Environmental heterogeneity is linked to species persistence in unfavorable conditions. Prolonged exposure to significant environmental variation promotes tolerance to suboptimal living conditions, reducing the overall rate of species extinction.

Ecological variance allows for the potential of niche construction. In doing so, this reduces the degree of selection pressures and competition between species, thus promoting co-existence among species. Environmental heterogeneity promotes ecological interaction among species which contributes to the stability of an ecosystem, ultimately increasing likelihood of survival.

== Examples of Genetic Heterogeneity in Common Conditions ==

=== Cystic Fibrosis ===
Cystic fibrosis is an inherited autosomal recessive genetic disorder that occurs through a mutation in a single gene that codes for the cystic fibrosis transmembrane conductance regulator. Research has identified over 2,000 cystic fibrosis associated mutations in the gene encoding for the cystic fibrosis transmembrane conductance regulator at varying degrees of frequency within the disease carrying population.
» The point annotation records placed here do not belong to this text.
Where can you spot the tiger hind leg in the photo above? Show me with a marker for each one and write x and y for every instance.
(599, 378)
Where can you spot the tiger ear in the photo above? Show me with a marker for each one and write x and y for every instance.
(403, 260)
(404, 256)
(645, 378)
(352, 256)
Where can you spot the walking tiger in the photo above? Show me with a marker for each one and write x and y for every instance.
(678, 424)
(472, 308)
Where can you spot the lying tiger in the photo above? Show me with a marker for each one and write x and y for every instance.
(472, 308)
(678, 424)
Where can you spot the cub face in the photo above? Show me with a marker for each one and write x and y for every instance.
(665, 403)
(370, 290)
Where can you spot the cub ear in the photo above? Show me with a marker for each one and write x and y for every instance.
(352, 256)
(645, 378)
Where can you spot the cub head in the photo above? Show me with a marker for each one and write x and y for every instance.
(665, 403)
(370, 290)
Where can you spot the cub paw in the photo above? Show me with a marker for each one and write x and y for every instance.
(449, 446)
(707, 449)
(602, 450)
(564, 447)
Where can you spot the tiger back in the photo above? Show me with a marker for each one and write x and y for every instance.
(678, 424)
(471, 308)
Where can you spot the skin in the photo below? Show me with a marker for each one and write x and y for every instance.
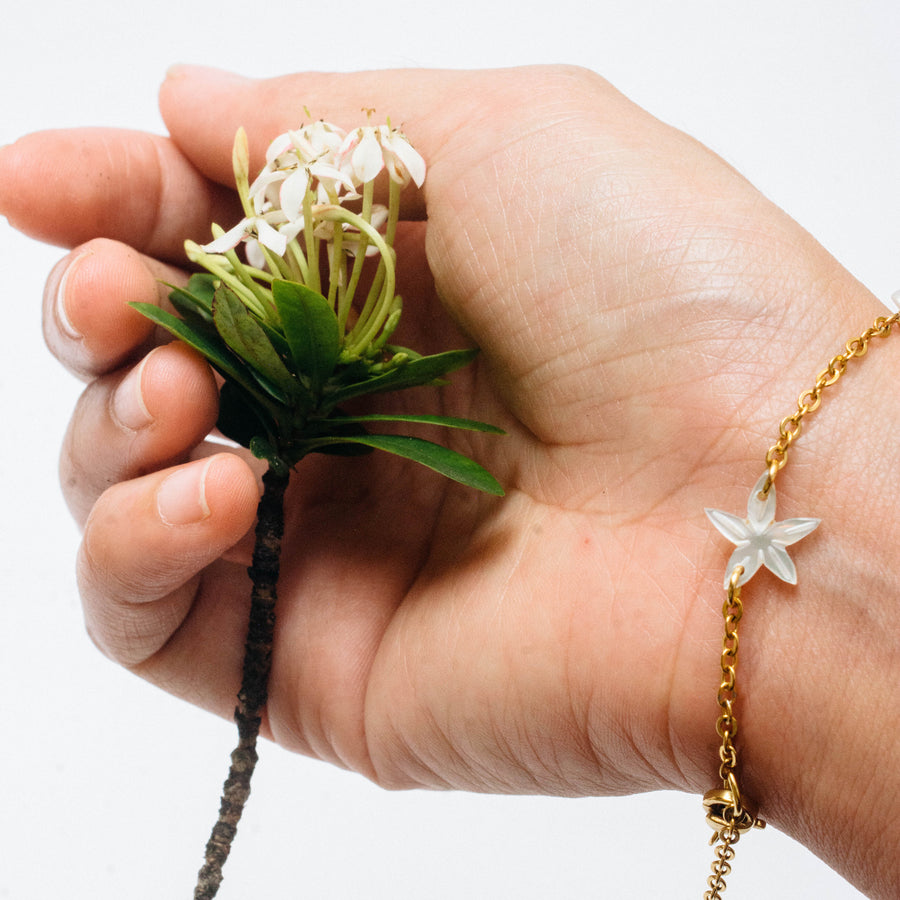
(646, 319)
These mutations also produce varying degrees of disease phenotypes, and may also work in combinations to produce additive phenotypic effects.

=== Alzheimer's disease ===
Alzheimer's disease is a complicated neurodegenerative disorder with multiple phenotypic subtypes, including clinical and preclinical, that result from different genetic origins. Current research on the amyloid cascade hypothesis has identified rare mutations in three genes that encode the amyloid precursor protein (APP), presenilin 1 (PS-1), and presenilin 2 (PS-2) that cause the autosomal dominant, early-onset form of familial Alzheimer's disease. Research has also discovered the association of a fourth allele, apolipoprotein E4 (ApoE4), in the development of late-onset and sporadic forms of the disease, although the pathology of its role is still largely unknown.
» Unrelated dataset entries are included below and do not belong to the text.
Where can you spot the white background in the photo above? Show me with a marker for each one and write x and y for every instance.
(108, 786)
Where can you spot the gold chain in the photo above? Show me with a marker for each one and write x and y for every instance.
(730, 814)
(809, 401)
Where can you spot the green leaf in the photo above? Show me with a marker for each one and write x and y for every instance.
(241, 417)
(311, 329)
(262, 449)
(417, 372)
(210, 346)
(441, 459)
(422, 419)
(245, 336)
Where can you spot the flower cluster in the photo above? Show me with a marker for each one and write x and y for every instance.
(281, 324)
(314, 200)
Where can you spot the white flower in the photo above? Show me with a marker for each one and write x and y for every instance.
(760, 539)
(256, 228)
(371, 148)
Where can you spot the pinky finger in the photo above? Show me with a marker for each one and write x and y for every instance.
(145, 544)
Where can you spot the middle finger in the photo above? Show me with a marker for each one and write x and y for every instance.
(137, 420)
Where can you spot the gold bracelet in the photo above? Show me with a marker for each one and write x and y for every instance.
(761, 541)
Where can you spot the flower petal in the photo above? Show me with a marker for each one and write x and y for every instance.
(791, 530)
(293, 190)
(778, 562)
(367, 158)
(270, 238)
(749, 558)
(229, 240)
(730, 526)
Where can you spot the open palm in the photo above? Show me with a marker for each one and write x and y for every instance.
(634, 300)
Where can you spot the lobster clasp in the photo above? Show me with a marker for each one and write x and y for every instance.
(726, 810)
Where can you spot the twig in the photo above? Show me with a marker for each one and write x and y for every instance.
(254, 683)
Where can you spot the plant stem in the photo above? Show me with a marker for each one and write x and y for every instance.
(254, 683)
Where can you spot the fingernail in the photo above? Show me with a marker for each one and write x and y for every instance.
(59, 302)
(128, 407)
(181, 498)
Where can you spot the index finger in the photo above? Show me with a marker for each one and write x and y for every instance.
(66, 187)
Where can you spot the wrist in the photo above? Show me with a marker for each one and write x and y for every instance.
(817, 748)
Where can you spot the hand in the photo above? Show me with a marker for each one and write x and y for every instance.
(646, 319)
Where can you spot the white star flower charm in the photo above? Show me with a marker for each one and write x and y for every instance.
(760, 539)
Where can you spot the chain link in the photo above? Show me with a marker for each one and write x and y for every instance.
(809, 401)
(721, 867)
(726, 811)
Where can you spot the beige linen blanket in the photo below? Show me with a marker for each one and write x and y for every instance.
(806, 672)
=== Inherited predisposition to breast cancer ===
Mutations in ten different genes have been found to contribute to a heritable increased risk of breast cancer and other cancer syndromes. These genes, when functional, contribute to a pathway that serves to preserve genomic integrity. Mutations in BRCA1 and BRCA2 result in a high risk of both breast and ovarian cancers. Mutations in p53 and PTEN increase risks of breast cancer associated with rare cancer syndromes. Mutations in CHEK2, ATM, NBS1, RAD50, BRIP1, and PALB2 can double the risk of breast cancer development. Biallelic mutations, in which both copies of a particular gene are mutated, in BRCA2, BRIP1, and PALB2 also cause Fanconi anemia, a recessive syndrome that leads to progressive bone marrow failure.